Israeli warplanes carried out a series of airstrikes on military targets belonging to the Syrian army in the outskirts of Syria’s capital Damascus and its southern governorate of Daraa on Tuesday, February 25.
The airstrikes were launched after Israeli Prime Minister Benjamin Netanyahu and other Israeli officials called for the “demilitarization” of Syria. On Sunday, February 23, Netanyahu said that his government will not allow Hay’at Tahrir al-Sham (HTS) nor the new Syrian army which is being formed to “enter the areas south of Damascus.”
“We demand the complete demilitarisation of southern Syria in the provinces of Quneitra, Deraa and Suweida from the forces of the new regime,” the Israeli PM said.
Netanyahu further declared that the Israeli Occupation Forces (IOF) will continue occupying the summit of Mount Hermon (known as Jabal al-Sheikh) in the occupied Golan Heights “indefinitely” on the pretext of protecting the adjacent “buffer zone” from the HTS and the Syrian army in the making.
Israel’s Defense Minister, Israel Katz, reiterated Netanyahu’s calls for demilitarizing Syria on Tuesday. Confirming that the IOF carried out aerial assaults on Syrian military sites, Katz said: “We will not allow southern Syria to become southern Lebanon.”
“Any attempt by the Syrian regime forces and the country’s terrorist organizations to establish themselves in the security zone in southern Syria will be met with fire,” he added.
Israel is drawing Syria’s Druze community into its expansionist project’s equation
To consolidate his false security claims, Netanyahu has been trying to lure the Druze community in southern Syria and forcibly involve them in his expansionist agenda.
On the one hand, Netanyahu used the Druze as a pretext to stay in southern Syria, claiming that the IOF will remain stationed there to protect them from any sectarian threat posed by the HTS.
On the other hand, recent media reports revealed that the Israeli government is seeking to bring Syrian Druze citizens into Israel for employment. It is said that these plans were sought in response to requests from Syrian Druze seeking family reunification with their relatives in the occupied Golan Heights.

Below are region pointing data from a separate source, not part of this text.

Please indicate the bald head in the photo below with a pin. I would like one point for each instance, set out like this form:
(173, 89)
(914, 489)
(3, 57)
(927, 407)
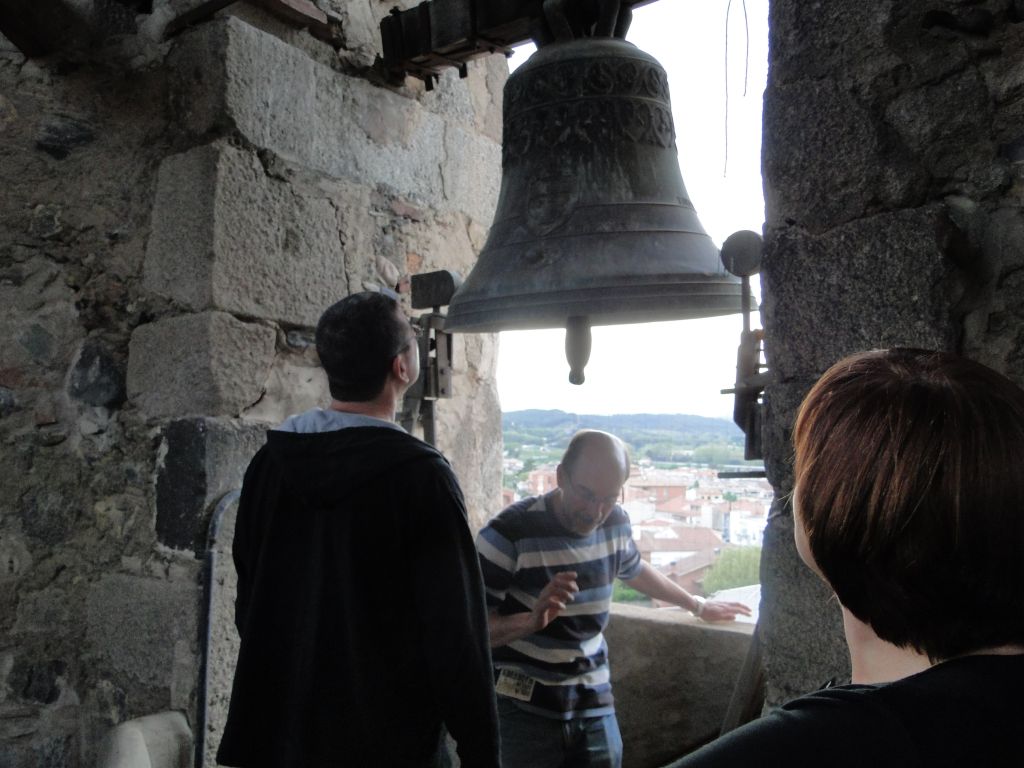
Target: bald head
(593, 445)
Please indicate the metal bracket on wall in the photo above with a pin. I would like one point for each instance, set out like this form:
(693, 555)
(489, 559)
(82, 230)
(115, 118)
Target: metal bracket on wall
(430, 291)
(741, 256)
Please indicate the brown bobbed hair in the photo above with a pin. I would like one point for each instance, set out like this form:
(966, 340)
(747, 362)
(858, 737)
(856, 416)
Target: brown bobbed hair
(910, 487)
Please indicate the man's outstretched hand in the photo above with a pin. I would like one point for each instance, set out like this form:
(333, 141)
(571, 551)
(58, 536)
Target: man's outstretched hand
(720, 610)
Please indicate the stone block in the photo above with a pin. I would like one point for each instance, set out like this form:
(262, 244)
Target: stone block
(227, 237)
(97, 377)
(375, 136)
(227, 75)
(349, 128)
(201, 460)
(800, 621)
(827, 138)
(208, 364)
(465, 186)
(879, 282)
(296, 383)
(134, 625)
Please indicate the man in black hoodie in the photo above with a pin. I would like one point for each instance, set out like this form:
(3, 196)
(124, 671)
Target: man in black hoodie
(360, 605)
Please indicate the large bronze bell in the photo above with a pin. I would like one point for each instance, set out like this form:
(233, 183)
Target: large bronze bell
(593, 220)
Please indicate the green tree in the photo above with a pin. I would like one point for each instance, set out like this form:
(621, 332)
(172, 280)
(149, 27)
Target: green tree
(736, 566)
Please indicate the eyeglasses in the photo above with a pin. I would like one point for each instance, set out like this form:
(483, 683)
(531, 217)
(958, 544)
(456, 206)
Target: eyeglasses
(588, 496)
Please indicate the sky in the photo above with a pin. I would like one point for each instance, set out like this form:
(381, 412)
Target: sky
(679, 367)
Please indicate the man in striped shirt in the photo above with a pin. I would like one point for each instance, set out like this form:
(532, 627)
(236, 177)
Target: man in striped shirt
(549, 563)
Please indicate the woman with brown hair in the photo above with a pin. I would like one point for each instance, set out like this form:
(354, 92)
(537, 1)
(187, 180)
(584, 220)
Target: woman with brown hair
(908, 502)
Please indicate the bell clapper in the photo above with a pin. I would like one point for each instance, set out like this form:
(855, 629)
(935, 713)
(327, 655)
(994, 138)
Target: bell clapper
(578, 342)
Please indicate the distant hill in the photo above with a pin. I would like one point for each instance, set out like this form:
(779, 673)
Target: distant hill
(655, 435)
(675, 423)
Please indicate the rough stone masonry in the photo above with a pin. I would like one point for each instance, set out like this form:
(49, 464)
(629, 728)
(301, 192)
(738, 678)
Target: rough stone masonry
(174, 214)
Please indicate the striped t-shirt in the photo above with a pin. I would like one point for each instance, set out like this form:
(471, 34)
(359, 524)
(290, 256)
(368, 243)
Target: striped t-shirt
(565, 664)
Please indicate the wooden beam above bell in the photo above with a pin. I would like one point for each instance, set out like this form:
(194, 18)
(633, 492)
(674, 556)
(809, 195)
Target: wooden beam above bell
(441, 34)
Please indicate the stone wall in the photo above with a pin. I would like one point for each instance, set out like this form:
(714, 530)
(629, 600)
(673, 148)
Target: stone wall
(894, 179)
(174, 216)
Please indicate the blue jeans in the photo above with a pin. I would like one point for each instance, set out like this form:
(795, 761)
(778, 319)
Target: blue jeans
(535, 741)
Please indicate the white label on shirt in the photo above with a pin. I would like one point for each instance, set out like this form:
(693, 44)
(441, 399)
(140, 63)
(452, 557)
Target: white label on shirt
(515, 685)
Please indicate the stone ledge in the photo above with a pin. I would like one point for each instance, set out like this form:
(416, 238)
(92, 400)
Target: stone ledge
(673, 678)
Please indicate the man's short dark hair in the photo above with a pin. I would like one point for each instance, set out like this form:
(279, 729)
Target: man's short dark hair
(909, 486)
(356, 339)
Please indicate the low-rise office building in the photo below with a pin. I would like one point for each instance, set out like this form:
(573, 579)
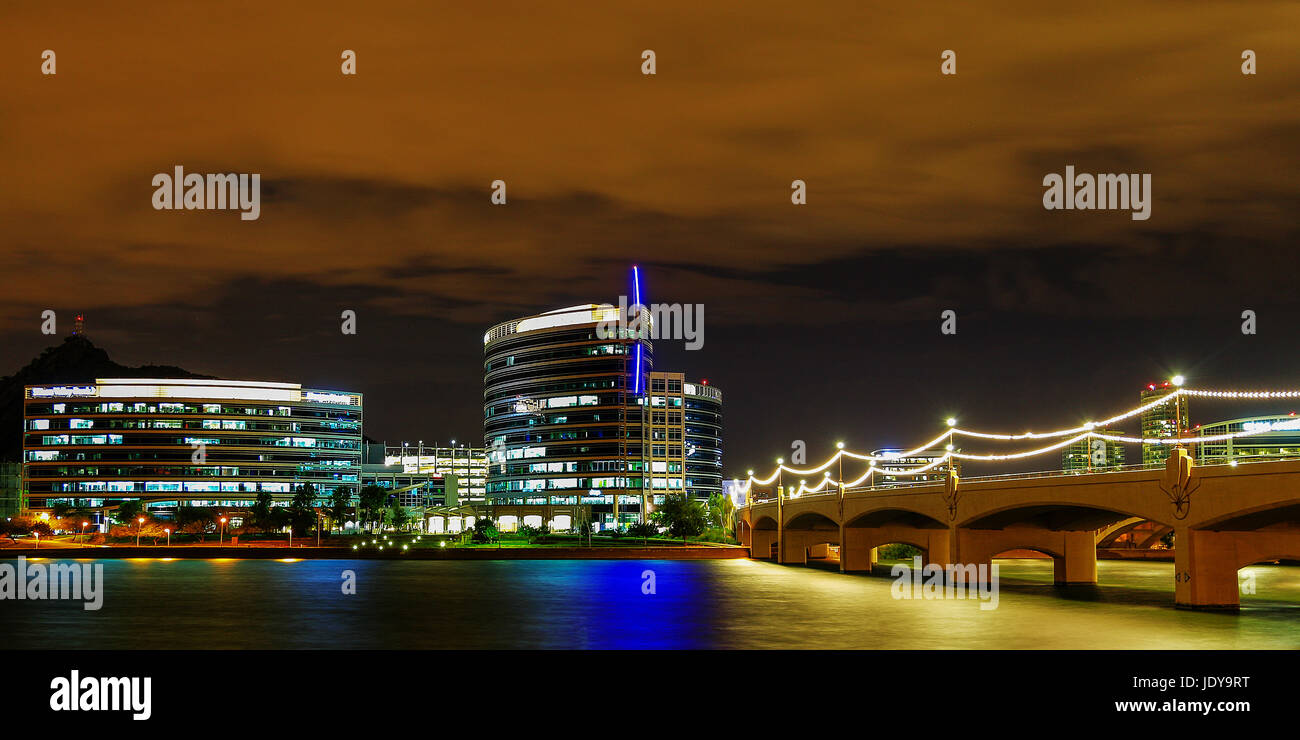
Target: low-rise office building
(172, 442)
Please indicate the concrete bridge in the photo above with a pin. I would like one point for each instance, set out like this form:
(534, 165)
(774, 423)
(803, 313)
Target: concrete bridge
(1223, 518)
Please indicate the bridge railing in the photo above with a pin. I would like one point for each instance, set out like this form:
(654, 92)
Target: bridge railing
(1108, 470)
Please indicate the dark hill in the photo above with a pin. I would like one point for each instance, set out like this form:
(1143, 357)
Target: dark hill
(76, 360)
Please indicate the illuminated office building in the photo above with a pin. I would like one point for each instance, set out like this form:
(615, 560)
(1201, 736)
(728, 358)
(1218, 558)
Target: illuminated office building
(174, 442)
(469, 464)
(1278, 437)
(575, 412)
(703, 438)
(562, 411)
(1091, 454)
(1164, 420)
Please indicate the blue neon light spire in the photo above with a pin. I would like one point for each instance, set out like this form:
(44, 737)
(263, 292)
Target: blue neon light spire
(636, 294)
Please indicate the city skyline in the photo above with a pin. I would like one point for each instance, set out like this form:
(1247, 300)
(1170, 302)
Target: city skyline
(823, 320)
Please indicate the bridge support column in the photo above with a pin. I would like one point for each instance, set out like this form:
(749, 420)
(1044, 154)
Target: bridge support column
(1205, 570)
(1078, 566)
(941, 548)
(857, 553)
(793, 549)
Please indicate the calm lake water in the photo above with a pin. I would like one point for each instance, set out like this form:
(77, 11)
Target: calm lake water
(599, 604)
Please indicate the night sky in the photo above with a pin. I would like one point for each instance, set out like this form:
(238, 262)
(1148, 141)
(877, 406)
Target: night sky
(820, 320)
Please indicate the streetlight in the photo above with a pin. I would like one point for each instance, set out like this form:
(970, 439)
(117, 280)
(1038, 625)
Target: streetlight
(840, 461)
(1178, 409)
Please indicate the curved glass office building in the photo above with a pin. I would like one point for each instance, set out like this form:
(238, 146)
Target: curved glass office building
(703, 440)
(563, 394)
(174, 442)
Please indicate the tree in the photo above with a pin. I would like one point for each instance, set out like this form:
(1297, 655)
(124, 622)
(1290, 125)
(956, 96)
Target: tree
(683, 515)
(195, 520)
(338, 505)
(300, 513)
(722, 511)
(644, 529)
(399, 516)
(128, 511)
(485, 529)
(373, 501)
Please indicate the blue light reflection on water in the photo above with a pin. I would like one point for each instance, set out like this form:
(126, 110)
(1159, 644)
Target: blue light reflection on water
(599, 605)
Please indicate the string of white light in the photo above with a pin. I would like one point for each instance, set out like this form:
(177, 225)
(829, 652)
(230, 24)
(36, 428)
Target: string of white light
(1084, 432)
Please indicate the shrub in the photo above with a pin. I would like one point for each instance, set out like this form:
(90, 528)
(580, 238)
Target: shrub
(898, 552)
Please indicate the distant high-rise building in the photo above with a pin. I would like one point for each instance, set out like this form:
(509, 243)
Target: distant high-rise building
(1169, 419)
(575, 414)
(703, 438)
(1092, 454)
(11, 489)
(1272, 437)
(563, 412)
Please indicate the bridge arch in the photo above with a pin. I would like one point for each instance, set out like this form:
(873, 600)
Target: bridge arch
(1052, 515)
(811, 520)
(1285, 513)
(895, 516)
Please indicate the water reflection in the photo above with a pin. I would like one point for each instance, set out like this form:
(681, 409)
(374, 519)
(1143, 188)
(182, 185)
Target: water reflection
(599, 604)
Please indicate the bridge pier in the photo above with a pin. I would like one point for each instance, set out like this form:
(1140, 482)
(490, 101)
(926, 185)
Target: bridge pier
(857, 554)
(1078, 566)
(1205, 570)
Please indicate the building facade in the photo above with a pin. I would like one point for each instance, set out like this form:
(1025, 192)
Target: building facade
(1165, 420)
(1278, 437)
(11, 489)
(469, 464)
(703, 438)
(1092, 455)
(563, 402)
(174, 442)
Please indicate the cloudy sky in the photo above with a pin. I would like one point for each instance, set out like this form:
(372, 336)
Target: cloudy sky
(822, 320)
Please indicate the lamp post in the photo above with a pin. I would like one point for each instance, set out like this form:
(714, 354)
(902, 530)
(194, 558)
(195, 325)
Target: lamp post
(840, 464)
(1178, 409)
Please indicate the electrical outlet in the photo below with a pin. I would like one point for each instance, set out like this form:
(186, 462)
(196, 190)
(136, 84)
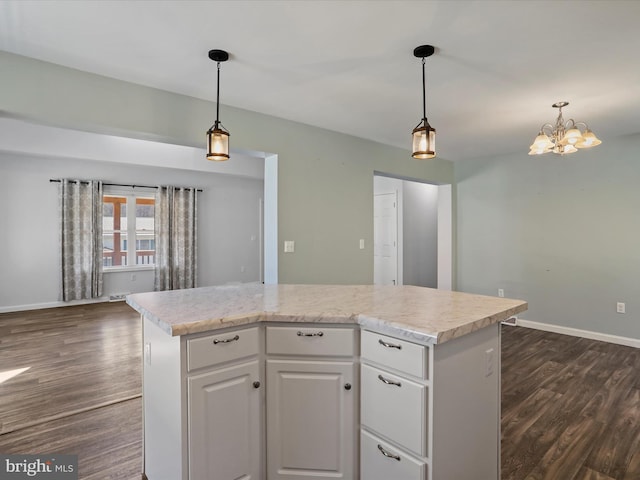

Meanwhile, others suggest that the plans aim at creating job opportunities for the Syrian Druze, as Israel’s control of the “buffer zone” in Syria hinders them from working in this area, especially in their agricultural lands.
Syrian Druze reject Israel’s invasion of Syria
For decades Israel succeeded in garnering the allegiance of the Druze community in the northern Palestinian areas it occupied in 1948, recruiting up to 83% of the community into the IOF.
Nevertheless, this does not seem to be the scenario for the Druze community in Syria, who consider themselves an integral part of the Syrian people. This community has historically opposed the Israeli occupation of their territory, and overwhelmingly resisted Israel’s repeated coercive efforts to force them to accept Israeli citizenship.
Protesting against Netanyahu’s occupation and demilitarization statements, Syrians, including members of the Druze community, gathered in public squares in Syria’s southern governorates on Monday, February 24.
Protesters carried banners that rejected Israel’s aggression and invasion of Syria, and chanted slogans such as “Netanyahu, you pig, Syria is not for division,” and “Syria is free, Israel get out!”
“The people of Sweida are part of Syria and will accept nothing but the Syrian state. The Syrian law is their protector and the guarantor of their rights,” one of the banners carried by Druze protesters read.